The last two thousand feet of climbing happens in a single mile. This is just as fucked up as it sounds. The scree is too steep. The brush is too steep. We fall back a half step with each step that we take. We push our way through ceanothus, and it tears at our skin with its long thorns. I have been beyond exhausted for hours. I have been exhausted since the day I was born. I want to cry in frustration. Life is suffering. I go on.

When I reach the top I feel nothing, just a shaking, empty fatigue. Nine thousand feet of climbing today in ten miles, and for what. There’s a biting cold wind and the sun is setting. We have to get off this ridge and as far down the other side as we can before dark. These last five miles of climbing took us eight hours to complete. I’ve had to shit for hours. Fuck.
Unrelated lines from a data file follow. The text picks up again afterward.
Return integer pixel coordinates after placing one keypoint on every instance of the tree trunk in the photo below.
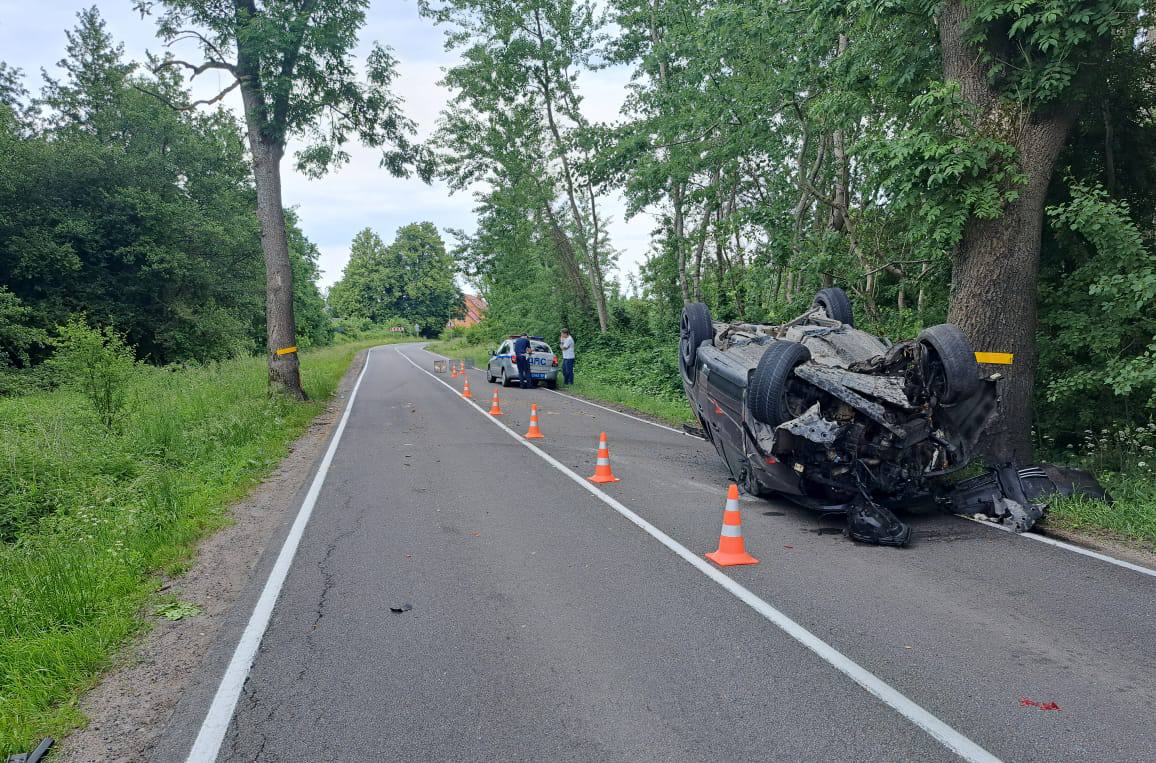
(280, 324)
(995, 266)
(993, 289)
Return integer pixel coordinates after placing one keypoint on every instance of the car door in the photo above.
(498, 360)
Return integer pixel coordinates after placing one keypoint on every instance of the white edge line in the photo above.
(1071, 547)
(940, 731)
(216, 721)
(1035, 536)
(645, 421)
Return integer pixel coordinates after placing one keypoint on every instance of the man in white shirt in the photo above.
(568, 356)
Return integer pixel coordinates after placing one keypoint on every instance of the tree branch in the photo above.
(189, 106)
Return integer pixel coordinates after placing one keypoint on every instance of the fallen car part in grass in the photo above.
(36, 755)
(1017, 497)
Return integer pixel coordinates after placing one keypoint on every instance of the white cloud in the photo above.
(361, 194)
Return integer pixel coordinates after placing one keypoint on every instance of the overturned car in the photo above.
(842, 421)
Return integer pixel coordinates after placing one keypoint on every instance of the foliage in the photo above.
(412, 280)
(1099, 316)
(294, 63)
(94, 515)
(116, 206)
(97, 363)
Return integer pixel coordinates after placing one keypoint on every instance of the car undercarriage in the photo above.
(843, 421)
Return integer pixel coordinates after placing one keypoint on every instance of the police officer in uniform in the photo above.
(521, 357)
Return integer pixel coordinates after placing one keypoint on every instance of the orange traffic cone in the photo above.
(602, 472)
(533, 432)
(732, 550)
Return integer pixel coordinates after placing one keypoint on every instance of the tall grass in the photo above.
(88, 517)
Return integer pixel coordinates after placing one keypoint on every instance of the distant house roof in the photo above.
(475, 310)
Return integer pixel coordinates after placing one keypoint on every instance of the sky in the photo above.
(333, 208)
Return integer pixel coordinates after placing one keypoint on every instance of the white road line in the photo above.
(584, 400)
(1035, 536)
(1069, 547)
(940, 731)
(224, 703)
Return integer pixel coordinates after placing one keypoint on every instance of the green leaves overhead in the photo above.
(299, 60)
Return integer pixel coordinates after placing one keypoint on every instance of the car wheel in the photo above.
(694, 330)
(953, 372)
(836, 303)
(775, 394)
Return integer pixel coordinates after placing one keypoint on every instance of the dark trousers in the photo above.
(524, 379)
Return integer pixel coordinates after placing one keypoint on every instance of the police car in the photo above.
(543, 363)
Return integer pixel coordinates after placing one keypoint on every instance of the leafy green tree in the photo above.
(98, 364)
(517, 118)
(130, 212)
(290, 60)
(413, 279)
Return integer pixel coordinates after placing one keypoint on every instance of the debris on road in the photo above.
(177, 610)
(602, 473)
(36, 755)
(1024, 702)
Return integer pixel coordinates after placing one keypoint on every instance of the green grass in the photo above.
(590, 382)
(89, 518)
(1132, 516)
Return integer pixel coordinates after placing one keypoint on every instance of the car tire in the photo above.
(694, 330)
(836, 303)
(951, 352)
(767, 394)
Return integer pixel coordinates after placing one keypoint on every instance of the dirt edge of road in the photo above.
(130, 706)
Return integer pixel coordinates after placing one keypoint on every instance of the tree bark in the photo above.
(995, 265)
(280, 324)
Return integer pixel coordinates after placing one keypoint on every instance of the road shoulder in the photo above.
(131, 705)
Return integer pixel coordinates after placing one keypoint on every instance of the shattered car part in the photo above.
(835, 417)
(813, 427)
(1017, 497)
(869, 523)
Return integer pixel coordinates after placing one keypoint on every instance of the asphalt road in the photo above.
(545, 626)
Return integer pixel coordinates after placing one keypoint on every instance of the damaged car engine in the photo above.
(843, 421)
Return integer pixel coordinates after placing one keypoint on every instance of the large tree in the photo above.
(291, 61)
(412, 279)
I decide not to take a shit. There’s no time. We’ve got two miles of walking on this ridge on actual trail! Before we peel off and bomb down the scree on the other side. The sun is slipping away! I pull on all my layers, feeling the sharp pains of the thorns embedded in my fingers, the burn of the hotspots on the pads of my feet. It’s so cold and I can’t get warm. I’m empty inside. Positively empty.

I’ve never tried to not shit for this long when I’ve actually really had to go. I start to feel nauseous, and then like I’m going to throw up. Fuck it. I leave the trail and jog across an open meadow to a clump of pines. I scratch a hole into the soft earth.

I feel like a new person after shitting. And to my surprise, I haven’t fallen behind- because Pilar had to stop to shit too, and Laurie needed to eat, and Plants had reception and needed to check his voicemail! We all have needs. Needs are a thing that can be ignored for a little while, but not forever. Long distance hiking is nothing if not the persistent prodding of this truth.

The descent off Telescope ridge into Tuber canyon is just as annoying as I remember- so steep your feet jam into the front of your shoes, hard on the knees, loose enough that you can’t go fast. We’re weaving around brush, trees, rocks, wending our way down. All that elevation gain just to lose it again. The sun is gone and it’s the black night that comes before moonrise but we all have headlamps and as we descend the air warms- that’s our consolation prize. I feel relief that we’re headed back into the warm. I don’t have many layers for this stretch to Panamint springs, I would’ve been cold if we’d had to camp on Telescope ridge. It would’ve been miserable. But now the warm is back, not the scary heat of Death Valley at its hottest but the gentle warmth that holds us. What a joy it is to wander along the surface of the earth.

We can see nothing now but what’s just in front of our headlamps. A single tree, a stretch of loose dirt. The earth is steeply tilted down. Things have always been this way. Where is the bottom of this descent? It seems as though we’ll never find it. Morale is bottoming out. Laurie’s knees hurt, and Plants keeps falling on his ass.

“That’s why my name is Plants,” he says. “Not because I’m vegan.”

At last the slope ends in a narrow drainage full of chunkrocks. Hello Tuber my old friend. I know the drainage will open up into a wide gravel wash, and it does. We walk silently, plodding over the rocks. How far can we get tonight, before we keel over from fatigue? Our next water source is somewhere down this canyon, approximately in the vicinity of the “spring” marked on the USGS background maps in the Gaia app. Not the first “spring”, east of where the route meets the canyon. Not the last “spring”, before the canyon ends- that one we’ll hike above, on burro trails. The second spring. The one in the middle. That is where the water is. At least, we were eventually able to find a very small pool of water there the last two times I hiked this stretch. After a great deal of looking.

Unlike the last two times I hiked this stretch, when I was thirsty as heck by the time I reached Tuber canyon, we don’t have to make it to the water tonight. This year I’m hiking later in the month, and it’s cooler, and as a result we didn’t drink all our eight liters. We have extra, enough to dry camp. And so at ten p.m. we find a soft sandy bench above the wash and fumble open our bedrolls. I swallow my repulsive bean sludge and some ibuprofen, and someone sets a 5:30 alarm. There’s a cold wind, but deep in my quilt it’s warm. Today it took us 16 hours to hike 15 miles. My legs twitch. I sleep.